[OTDev] Datasets with Features for multi entity relationships ?

Christoph Helma helma at in-silico.ch
Thu Nov 25 17:13:01 CET 2010


Excerpts from surajit ray's message of Thu Nov 25 14:49:19 +0100 2010:

> > This type of representation (we are using it internally) has served well
> > for our datasets which might contain also several (10-100) thousand
> > substructures for a few thousands compounds. I also do not think, that
> > the representation is redundant:
> >        - each compound is represented once
> >        - each substructure is represented once
> >        - each association between compound and substructure is represented once
> > Please correct me, if I am missing something obvious.
> 
> According to this representation each dataEntry for a compound will
> have to have all substructure features that were found in them.
> Therefore each dataEntry may have 1000-10000 feature/featureValue
> pairs . For 500 datasentries that means on an average of
> 500*5000(assuming 5000 substructures) = 2,500,000 feature/featureValue
> pairs - thats 2.5 million !

In our case it is a lot less (not completely sure about your feature
types), because only a very small subset of features occurs in a single
compound.

> versus just having a featureset with a
> 5000 feature entries. You can imagine the difference in cost of
> bandwidth,computation etc.

I am not sure, if I get you right, but where do you want to store the
relationships between features and compounds? If there are really 2.5
million associations you have to assert them somewhere. And having features
without compounds seems to be quite useless for me.

> >
> > Adding "false" occurences would not violate the current API (but would
> > add redundant information). Keep in mind that the dataset representation
> > is mainly for exchanging datasets between services - internally you can
> > use any datastructure that is efficient for your purposes (we also do
> > that in our services).
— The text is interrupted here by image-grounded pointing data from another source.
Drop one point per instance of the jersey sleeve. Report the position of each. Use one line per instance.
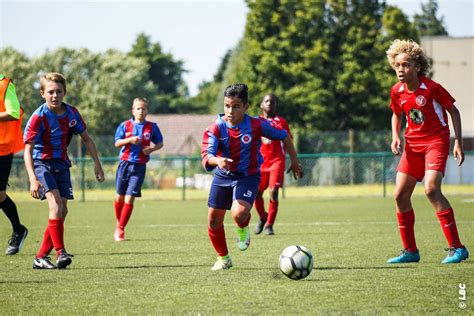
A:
(442, 96)
(120, 132)
(209, 146)
(395, 102)
(272, 132)
(12, 104)
(33, 130)
(157, 137)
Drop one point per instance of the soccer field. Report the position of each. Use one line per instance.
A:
(164, 266)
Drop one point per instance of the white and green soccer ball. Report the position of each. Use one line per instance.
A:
(296, 262)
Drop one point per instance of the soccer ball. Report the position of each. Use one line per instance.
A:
(296, 262)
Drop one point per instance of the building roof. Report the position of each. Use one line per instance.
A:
(182, 133)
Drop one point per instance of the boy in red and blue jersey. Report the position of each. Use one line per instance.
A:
(231, 147)
(425, 103)
(47, 135)
(273, 167)
(135, 136)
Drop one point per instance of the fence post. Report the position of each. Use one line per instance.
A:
(183, 173)
(83, 180)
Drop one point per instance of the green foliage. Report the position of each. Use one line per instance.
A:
(427, 23)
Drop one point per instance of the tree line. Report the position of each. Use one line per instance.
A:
(324, 59)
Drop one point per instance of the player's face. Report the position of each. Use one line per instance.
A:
(268, 105)
(53, 93)
(234, 110)
(405, 68)
(139, 111)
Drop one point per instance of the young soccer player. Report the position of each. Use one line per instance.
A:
(424, 103)
(11, 115)
(47, 135)
(273, 167)
(231, 147)
(135, 136)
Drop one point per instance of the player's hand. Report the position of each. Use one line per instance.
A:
(99, 173)
(36, 189)
(297, 170)
(458, 152)
(135, 140)
(224, 163)
(395, 146)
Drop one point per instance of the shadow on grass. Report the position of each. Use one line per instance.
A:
(154, 266)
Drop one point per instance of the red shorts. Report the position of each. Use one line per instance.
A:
(416, 159)
(273, 177)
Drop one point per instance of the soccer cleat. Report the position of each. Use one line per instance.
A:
(259, 226)
(269, 230)
(63, 259)
(16, 241)
(456, 255)
(243, 241)
(43, 263)
(222, 263)
(406, 257)
(119, 234)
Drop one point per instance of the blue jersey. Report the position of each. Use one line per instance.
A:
(147, 131)
(240, 143)
(52, 133)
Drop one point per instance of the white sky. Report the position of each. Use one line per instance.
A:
(198, 32)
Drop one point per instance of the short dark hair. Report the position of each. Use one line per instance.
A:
(239, 90)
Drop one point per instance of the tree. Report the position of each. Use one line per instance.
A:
(427, 23)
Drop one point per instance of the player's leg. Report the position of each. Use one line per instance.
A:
(436, 158)
(275, 183)
(9, 208)
(260, 203)
(220, 200)
(407, 176)
(244, 193)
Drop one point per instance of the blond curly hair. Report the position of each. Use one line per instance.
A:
(413, 50)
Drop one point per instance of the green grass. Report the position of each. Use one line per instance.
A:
(164, 266)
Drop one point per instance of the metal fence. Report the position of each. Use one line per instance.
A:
(184, 177)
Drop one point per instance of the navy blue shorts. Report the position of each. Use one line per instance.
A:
(224, 191)
(54, 175)
(5, 168)
(129, 178)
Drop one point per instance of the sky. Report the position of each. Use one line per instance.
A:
(197, 32)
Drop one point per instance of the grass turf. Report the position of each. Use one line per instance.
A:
(164, 266)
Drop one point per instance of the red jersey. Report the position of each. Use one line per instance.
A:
(273, 150)
(425, 110)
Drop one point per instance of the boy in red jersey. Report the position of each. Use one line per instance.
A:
(273, 167)
(424, 103)
(231, 146)
(135, 137)
(47, 135)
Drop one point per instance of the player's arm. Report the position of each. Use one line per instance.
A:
(396, 141)
(295, 166)
(458, 150)
(35, 184)
(90, 145)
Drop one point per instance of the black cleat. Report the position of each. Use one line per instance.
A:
(269, 230)
(64, 259)
(16, 241)
(43, 263)
(259, 226)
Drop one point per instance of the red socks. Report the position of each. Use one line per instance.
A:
(406, 225)
(272, 211)
(448, 225)
(118, 210)
(125, 215)
(217, 237)
(260, 207)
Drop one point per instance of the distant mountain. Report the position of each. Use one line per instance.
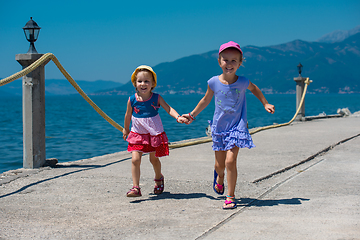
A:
(338, 35)
(61, 87)
(333, 67)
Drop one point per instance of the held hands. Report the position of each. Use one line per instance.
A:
(182, 119)
(269, 108)
(188, 118)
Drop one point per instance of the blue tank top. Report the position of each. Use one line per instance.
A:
(145, 109)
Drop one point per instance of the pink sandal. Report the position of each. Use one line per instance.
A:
(159, 188)
(230, 204)
(134, 192)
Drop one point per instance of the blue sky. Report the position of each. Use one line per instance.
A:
(108, 39)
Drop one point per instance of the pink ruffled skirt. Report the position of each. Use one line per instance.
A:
(146, 143)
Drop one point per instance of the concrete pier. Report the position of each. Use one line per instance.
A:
(277, 197)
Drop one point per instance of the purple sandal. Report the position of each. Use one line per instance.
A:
(134, 192)
(159, 188)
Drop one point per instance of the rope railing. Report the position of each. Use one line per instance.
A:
(49, 56)
(44, 60)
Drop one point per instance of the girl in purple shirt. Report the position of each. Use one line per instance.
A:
(229, 124)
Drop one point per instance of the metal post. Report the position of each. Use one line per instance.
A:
(300, 85)
(34, 155)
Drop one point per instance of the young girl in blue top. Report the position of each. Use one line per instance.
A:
(147, 133)
(229, 125)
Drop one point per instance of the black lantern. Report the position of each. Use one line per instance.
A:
(31, 31)
(299, 68)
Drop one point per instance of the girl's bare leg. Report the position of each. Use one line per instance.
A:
(231, 170)
(155, 161)
(220, 157)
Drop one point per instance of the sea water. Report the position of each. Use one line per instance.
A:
(74, 130)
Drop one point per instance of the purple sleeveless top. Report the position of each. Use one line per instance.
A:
(229, 124)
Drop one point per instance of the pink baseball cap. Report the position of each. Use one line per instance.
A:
(230, 44)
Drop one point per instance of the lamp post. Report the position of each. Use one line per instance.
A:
(31, 31)
(300, 84)
(33, 86)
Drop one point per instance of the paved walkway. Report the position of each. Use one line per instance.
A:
(318, 199)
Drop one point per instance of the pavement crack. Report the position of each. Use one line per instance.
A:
(320, 153)
(254, 201)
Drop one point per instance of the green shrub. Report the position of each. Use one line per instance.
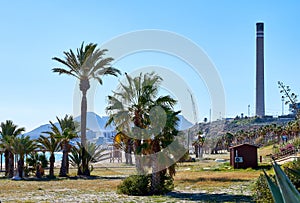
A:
(135, 185)
(262, 192)
(167, 184)
(292, 169)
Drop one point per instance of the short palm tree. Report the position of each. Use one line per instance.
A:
(50, 144)
(23, 145)
(136, 109)
(95, 153)
(130, 106)
(8, 132)
(64, 133)
(86, 64)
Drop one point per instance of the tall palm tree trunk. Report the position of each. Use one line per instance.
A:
(6, 155)
(84, 86)
(52, 161)
(63, 168)
(21, 166)
(11, 165)
(155, 176)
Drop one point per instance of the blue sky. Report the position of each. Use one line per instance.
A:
(32, 32)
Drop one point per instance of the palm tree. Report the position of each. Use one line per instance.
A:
(50, 144)
(161, 141)
(64, 133)
(22, 146)
(88, 63)
(131, 106)
(95, 153)
(8, 132)
(122, 141)
(136, 107)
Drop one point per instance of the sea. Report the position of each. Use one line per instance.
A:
(58, 156)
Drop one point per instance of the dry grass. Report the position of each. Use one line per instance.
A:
(102, 188)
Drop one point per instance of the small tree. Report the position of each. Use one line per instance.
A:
(292, 97)
(21, 146)
(50, 144)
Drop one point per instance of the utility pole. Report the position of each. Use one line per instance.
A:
(282, 107)
(248, 110)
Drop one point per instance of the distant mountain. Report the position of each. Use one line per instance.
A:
(34, 134)
(184, 124)
(97, 123)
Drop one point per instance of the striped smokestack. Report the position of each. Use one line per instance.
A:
(260, 87)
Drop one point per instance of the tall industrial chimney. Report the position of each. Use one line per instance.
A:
(260, 87)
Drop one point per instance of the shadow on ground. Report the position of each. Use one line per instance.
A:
(205, 197)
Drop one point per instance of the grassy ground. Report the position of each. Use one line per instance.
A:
(202, 181)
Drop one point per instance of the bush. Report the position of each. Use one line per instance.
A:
(168, 184)
(135, 185)
(292, 169)
(262, 192)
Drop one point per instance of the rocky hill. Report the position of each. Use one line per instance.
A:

So if you need fingerprints internally, extract
> > them from the dataset.
> 
> Internalizing an intermediate step completely serves the purpose but
> leads to less flexible design paradigms. If we internalize the
> workflow from substructure extraction to fingerprinting - we will lose
> the ability to provide the data to a third party server for an
> independent workflow. Of course the reasoning could be "who needs it
> ?" - well you never know !!

I am very interested in exchanging "fingerprints" with other services,
but that can be done already with the current API. I see fingerprints as
sets of features that are present in a compound (also using set
operations to calculate similarities), and find it fairly
straightforward to parse/serialize them to/from datasets.

> 
> >> I still suggest having a FeatureSet/SubstructureSet type object within
> >> the API to make it convenient to club features without compound
> >> representations.
> >
> > I prefer to keep the API as generic as possible and not to introduce
> > ad-hoc objects (or optimizations) for special purposes - otherwise it
> > will be difficult to maintain services in the long term. Why don't you
> > use ontologies for grouping features?
> 
> Grouping features using ontologies is clubbing the features Not the
> feature values

But you cannot have feature values without relating features to
compounds. If you use the representation I proposed feature values are
"true" anyway.

> So how do we know mcss3 occuring in compound X is with respect to
> which compound. As you said we can have arbitary fields in the feature
> definitions (for MCSS) - but that would be outside API definitions.

features:
	mcss3:
		ot:componds:
			- compound2
			- compound3
		ot:smarts: smarts3

In my understanding you can add any annotation you want to a feature.